GHC assumes that the two applications of permute are referentially transparent. Since they’re identical expressions, they should evaluate to the same result. So we should be able to just evaluate the expression once, and substitute the result in place of those two expressions. This is called common subexpression elimination, and it would transform the expression like this.

let e = permute [1..4] in (e, e)

While the original expression is likely to produce two distinct permutations, the transformed program will always produce two identical ones. That’s less work at runtime, but it doesn’t preserve the intent of the original program. You can turn off common subexpression elimination using GHC’s -fno-cse compiler flag. If a module uses permute, you should compile it with this flag.

Avoid let-floating

If you’re let-binding an expression in a function that does’t depend on the function’s arguments…

compute x = let n = 1 + 1
              in x / (x + n)

…GHC may avoid recomputing n on every application by “floating the let” outside of the function. It’ll turn your program into something like this.

n = 1 + 1
compute x = x / (x + n)

If n is bound to an expression that involves unsafePerformIO, then you likely intended for n to be evaluated for each application of compute. But if GHC applies this optimization, this won’t happen. compute will always return the same result for the same inputs. You can turn this off by compiling with the -fno-full-laziness flag.

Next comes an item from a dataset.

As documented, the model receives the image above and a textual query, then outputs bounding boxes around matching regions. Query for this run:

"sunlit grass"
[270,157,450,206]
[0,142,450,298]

In the case of permute’s module you don’t have to use that flag since all the expressions directly or indirectly depend on the argument l. You may have to use it in other modules to prevent calls to permute from floating out of your functions.

NOINLINE-ing

When the GHC inliner inlines a function, it may completely eliminate the application, substituting the syntactic arguments at the call site into the body of the function. So GHC might optimize a call to compute (f 2) like this:

let n = 1 + 1
  in (f 2) / ((f 2) + n)

It can even go a step further and inline n, leaving nothing but

(f 2) / ((f 2) + (1 + 1))

…which it can then subject to further optimization passes. If the argument itself reads from or mutates implicit state—imagine if f were were a function like permute—then those operations may be duplicated by the inliner. What your program assumed would be identical permutations may in fact be distinct, which is roughly the opposite effect that common subexpression elimination might have. Mark permute with NOINLINE to avoid this.

Seeds of Doubt

Everything up until now has been an attempt to make the fact that permute violates GHC’s assumption of referential transparency irrelevant. GHC’s optimizations may throw out necessary work—as in the case of common subexpression elimination—or it might duplicate work—as in the case of inlining. That may make random program too random or not random enough. But even when your program’s just random enough, there’s still the question of when it’s random.

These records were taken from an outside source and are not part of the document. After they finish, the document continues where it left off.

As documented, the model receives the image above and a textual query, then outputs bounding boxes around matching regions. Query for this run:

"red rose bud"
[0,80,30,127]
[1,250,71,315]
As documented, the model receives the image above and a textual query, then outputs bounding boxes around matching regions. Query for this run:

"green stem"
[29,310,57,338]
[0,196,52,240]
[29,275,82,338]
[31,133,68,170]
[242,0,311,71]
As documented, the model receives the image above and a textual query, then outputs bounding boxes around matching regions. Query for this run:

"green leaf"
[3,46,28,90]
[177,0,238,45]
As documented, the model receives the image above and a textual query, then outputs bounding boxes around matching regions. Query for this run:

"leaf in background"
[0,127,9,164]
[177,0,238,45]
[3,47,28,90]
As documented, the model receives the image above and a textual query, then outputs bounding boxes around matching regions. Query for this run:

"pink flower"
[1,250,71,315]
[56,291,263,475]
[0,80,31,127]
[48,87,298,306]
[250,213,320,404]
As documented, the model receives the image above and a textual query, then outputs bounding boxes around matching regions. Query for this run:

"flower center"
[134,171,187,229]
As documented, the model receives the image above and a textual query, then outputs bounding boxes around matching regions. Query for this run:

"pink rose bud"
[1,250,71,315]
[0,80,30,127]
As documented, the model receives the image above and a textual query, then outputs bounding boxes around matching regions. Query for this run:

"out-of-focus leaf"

You might want to seed theStdGen manually using setStdGen. If you use setStdGen after you’ve called permute, then calls to permute might be floating around in unevaluated thunks. When your program forces those thunks, permute will read from the new state of theStdGen—not the old state, as you might have intended. This is a legitimate concern, so it’s best to either seed theStdGen at the beginning of your program, or not at all. Otherwise, it may be hard to get the timing right.

Having to worry about the behavior of GHC optimizations when you use unsafePerformIO is not pleasant. It’s fascinating, but it makes you question the correctness of your program. GHC is a complex system, and using unsafePerformIO violates one of its core assumptions. That’s hard to recover from, but that’s no reason not to try. In the process, you acquire a better understanding and appreciation for the system you’re breaking.